Floquet topological transitions in extended Kane-Mele models with disorder

TL;DR

This paper uses Floquet theory to show how circularly polarized light can induce and control topological phase transitions in disordered extended Kane-Mele models, revealing laser-dependent topological behaviors and Floquet topological Anderson transitions.

Contribution

It demonstrates how light can induce and manipulate topological phases in disordered systems, extending the Kane-Mele model with new hopping terms and analyzing the effects of disorder and laser parameters.

Findings

Circularly polarized light induces topological transitions.

Disorder can cause Floquet topological Anderson transitions.
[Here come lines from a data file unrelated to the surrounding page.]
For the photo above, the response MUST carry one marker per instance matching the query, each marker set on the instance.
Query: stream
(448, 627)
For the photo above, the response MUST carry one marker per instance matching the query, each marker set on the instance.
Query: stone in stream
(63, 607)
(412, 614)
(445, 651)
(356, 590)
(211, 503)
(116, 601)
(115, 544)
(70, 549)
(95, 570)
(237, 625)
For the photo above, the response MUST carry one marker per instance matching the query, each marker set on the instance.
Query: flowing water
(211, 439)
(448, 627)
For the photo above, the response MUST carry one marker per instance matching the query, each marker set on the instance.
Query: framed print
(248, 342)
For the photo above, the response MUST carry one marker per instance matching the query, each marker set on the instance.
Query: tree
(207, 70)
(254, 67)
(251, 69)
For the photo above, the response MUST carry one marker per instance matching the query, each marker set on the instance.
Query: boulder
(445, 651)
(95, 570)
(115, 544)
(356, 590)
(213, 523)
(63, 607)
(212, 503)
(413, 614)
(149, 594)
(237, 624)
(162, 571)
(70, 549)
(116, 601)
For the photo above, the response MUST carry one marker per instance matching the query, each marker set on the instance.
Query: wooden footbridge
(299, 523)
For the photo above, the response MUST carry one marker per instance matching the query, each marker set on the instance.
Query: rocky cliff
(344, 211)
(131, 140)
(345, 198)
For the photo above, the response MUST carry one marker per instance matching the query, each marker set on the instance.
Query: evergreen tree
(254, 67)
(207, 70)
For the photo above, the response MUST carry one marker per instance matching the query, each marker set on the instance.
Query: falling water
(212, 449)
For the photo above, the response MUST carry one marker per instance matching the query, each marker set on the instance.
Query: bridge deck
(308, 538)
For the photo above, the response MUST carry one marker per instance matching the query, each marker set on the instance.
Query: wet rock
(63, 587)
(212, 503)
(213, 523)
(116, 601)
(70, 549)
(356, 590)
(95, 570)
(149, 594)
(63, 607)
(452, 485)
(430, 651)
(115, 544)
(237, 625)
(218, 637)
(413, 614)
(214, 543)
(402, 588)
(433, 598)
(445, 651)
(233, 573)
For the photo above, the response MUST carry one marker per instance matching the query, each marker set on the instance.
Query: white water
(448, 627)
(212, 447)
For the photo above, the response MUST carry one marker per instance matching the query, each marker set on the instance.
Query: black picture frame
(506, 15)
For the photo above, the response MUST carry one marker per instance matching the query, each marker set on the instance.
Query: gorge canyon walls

Minimal gap points shift in the Brillouin zone with laser parameters.

Abstract

In this work we use Floquet theory to theoretically study the influence of circularly polarized light on disordered two-dimensional models exhibiting topological transitions. We find circularly polarized light can induce a topological transition in extended Kane-Mele models that include additional hopping terms and on-site disorder. The topological transitions are understood from the Floquet-Bloch band structure of the clean system at high symmetry points in the first Brillouin zone. The light modifies the equilibrium band structure of the clean system in such a way that the smallest gap in the Brillouin zone can be shifted from the $M$ points to the $K(K')$ points, the $\Gamma$ point, or even other lower symmetry points. The movement of the minimal gap point through the Brillouin zone as a function of laser parameters is explained in the high frequency regime through the Magnus expansion. In the disordered model, we compute the Bott index to reveal topological phases and transitions. The disorder can induce transitions from topologically non-trivial states to trivial states or vice versa, both examples of Floquet topological Anderson transitions. As a result of the movement of the minimal gap point through the Brillouin zone as a function of laser parameters, the nature of the topological phases and transitions is laser-parameter dependent--a contrasting behavior to the Kane-Mele model.